COVID-19 is negative. It destroys. It kills. It has carried fear to every corner of the earth in just a couple of months. I wonder though if you as an individual have intentionally acted toward positivity or if you’ve simply poured fuel on the fire. Are you trying to learn more about your kids and spouse or do you watch the news and then regurgitate the crap to them? Are you choosing to remember the amazing moments in history that rose from adversity or to sit in your own fear and hopelessness?

Love Always Wins

Love is the ultimate warrior in the battles on invisible enemies. Not the fluffy rom-com style of love. I’m talking about the true form of love in which we are willing to sacrifice our own for the good of another. To harp back on my own experience with anxiety, finding ways to love others has been one of the key ways to move me beyond the panic moments. When my friend struggled with addiction, he found the love of his friends to stand by his side, a main force of motivation to overcome. Love builds courage we never knew we were capable of having. After all, “Greater love has no one than this: to lay down one’s life for one’s friends.”

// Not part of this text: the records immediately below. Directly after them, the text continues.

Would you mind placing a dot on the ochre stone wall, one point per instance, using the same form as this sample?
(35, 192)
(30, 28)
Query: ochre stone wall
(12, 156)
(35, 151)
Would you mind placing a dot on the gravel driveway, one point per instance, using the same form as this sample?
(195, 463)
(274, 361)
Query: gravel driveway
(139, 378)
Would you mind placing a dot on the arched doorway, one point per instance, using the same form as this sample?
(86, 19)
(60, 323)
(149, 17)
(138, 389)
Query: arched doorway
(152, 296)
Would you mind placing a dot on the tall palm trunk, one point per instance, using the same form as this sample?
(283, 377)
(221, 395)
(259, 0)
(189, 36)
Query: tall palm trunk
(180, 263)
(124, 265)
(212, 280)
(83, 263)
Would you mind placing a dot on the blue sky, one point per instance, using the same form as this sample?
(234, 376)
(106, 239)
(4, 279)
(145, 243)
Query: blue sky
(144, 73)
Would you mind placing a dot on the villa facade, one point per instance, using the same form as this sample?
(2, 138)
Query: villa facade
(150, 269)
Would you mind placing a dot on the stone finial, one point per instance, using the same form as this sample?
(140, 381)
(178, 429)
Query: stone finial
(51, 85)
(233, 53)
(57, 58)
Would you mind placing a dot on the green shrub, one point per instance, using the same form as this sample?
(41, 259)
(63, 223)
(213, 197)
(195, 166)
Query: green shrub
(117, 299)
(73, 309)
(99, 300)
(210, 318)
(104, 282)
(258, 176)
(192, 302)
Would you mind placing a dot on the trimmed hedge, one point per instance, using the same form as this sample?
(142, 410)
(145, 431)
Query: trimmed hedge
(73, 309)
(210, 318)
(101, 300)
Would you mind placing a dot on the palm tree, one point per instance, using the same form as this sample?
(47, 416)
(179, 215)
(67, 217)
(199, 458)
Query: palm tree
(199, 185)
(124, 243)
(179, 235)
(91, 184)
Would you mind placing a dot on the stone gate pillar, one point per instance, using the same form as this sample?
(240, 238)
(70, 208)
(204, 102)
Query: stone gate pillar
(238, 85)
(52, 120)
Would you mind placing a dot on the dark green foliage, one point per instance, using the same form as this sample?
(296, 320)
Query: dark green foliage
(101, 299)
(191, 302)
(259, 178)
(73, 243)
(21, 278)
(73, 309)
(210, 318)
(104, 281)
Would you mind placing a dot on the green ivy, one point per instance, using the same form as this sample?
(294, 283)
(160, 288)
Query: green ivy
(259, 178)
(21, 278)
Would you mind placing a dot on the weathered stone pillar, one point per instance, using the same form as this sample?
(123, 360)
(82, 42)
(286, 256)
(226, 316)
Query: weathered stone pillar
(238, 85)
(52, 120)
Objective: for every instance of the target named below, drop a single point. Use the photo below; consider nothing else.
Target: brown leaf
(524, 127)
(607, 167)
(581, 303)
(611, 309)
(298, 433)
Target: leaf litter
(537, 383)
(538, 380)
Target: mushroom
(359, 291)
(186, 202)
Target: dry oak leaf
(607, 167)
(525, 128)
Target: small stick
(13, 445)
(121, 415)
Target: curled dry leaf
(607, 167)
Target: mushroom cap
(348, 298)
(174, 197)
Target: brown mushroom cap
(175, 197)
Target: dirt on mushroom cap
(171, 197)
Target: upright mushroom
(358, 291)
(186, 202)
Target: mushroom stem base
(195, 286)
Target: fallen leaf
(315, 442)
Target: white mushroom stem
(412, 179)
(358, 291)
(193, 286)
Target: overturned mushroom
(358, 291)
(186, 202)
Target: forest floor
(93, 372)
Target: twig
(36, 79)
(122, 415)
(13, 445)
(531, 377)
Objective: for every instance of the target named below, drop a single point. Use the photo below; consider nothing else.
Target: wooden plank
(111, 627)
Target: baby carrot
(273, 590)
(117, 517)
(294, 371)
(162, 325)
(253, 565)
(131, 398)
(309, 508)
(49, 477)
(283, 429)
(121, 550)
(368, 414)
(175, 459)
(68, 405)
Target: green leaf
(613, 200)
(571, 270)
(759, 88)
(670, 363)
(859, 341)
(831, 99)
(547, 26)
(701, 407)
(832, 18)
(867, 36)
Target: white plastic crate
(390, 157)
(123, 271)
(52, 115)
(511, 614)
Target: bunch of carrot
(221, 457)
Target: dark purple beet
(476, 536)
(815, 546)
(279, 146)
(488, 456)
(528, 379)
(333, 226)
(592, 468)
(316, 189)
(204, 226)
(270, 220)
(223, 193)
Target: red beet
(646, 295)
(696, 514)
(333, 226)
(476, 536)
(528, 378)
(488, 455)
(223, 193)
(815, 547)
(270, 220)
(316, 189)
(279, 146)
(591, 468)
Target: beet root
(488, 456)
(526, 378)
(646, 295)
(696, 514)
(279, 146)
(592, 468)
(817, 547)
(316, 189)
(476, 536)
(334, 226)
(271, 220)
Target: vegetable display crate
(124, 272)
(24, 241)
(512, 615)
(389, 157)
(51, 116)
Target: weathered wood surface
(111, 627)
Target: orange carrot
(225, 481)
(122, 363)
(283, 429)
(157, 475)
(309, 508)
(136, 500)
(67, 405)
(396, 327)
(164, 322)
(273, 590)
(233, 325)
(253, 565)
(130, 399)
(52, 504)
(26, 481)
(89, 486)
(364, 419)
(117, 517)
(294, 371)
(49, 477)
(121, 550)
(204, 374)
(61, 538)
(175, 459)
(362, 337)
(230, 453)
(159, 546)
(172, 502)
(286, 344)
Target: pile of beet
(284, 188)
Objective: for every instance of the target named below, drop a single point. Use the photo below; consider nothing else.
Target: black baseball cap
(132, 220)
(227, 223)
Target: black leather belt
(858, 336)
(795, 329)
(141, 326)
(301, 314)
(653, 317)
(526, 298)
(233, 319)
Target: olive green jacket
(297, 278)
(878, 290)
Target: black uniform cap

Our current enemy can do a lot of damage and I do not want to diminish any of it. This is a serious situation and we should do all we can to minimize it – stay home, flatten the curve, and be smart. And I challenge you to love people through it. Isolate physically but still love emotionally and actively. Love always wins and it will defeat this invisible enemy too.

The crux of all of this are your choices. As I wrote about last week, control of the situation itself is impossible and we need to accept that. However, control of our responses is absolutely ours to have and we need to accept that too. Take control of the fellowship in your life, choose to find and share positivity, and operate with love in your speech and actions. COVID-19 is a serious and imminent invisible enemy but it shows itself tangibly all around us. Go to war with what you can see to defeat what you can’t. Call the friend who is feeling isolated or anxious. Share a positive story on social media instead of adding to the flames of negative news. Use this time to love your family, as you’ve never had the chance to before.

The enemy is here, how will you fight back? Don’t be naïve and say this whole virus thing isn’t a big deal – it is. Respond, but respond well.

Weekend Challenge

This weekend, I challenge you to take time (which you have now so no excuses) and identify the invisible enemies in your life. Write them down and then think of 3 action-oriented “weapons” you can use to fight each. For example, if I wrote down anxiety my three weapons could be: start every morning with my Bible in hand to lean on promises bigger than me; find one person I can help and take steps to do so; and find something positive to share with my close friends (if you can’t find it, create it.)

Side note challenge: use this time as an opportunity to learn as much as possible about yourself and the people closest to you. It’s amazing what we don’t know about the people in our own home because we never pause to ask real questions. No excuses now, guys. Take the lead and grow in this adversity.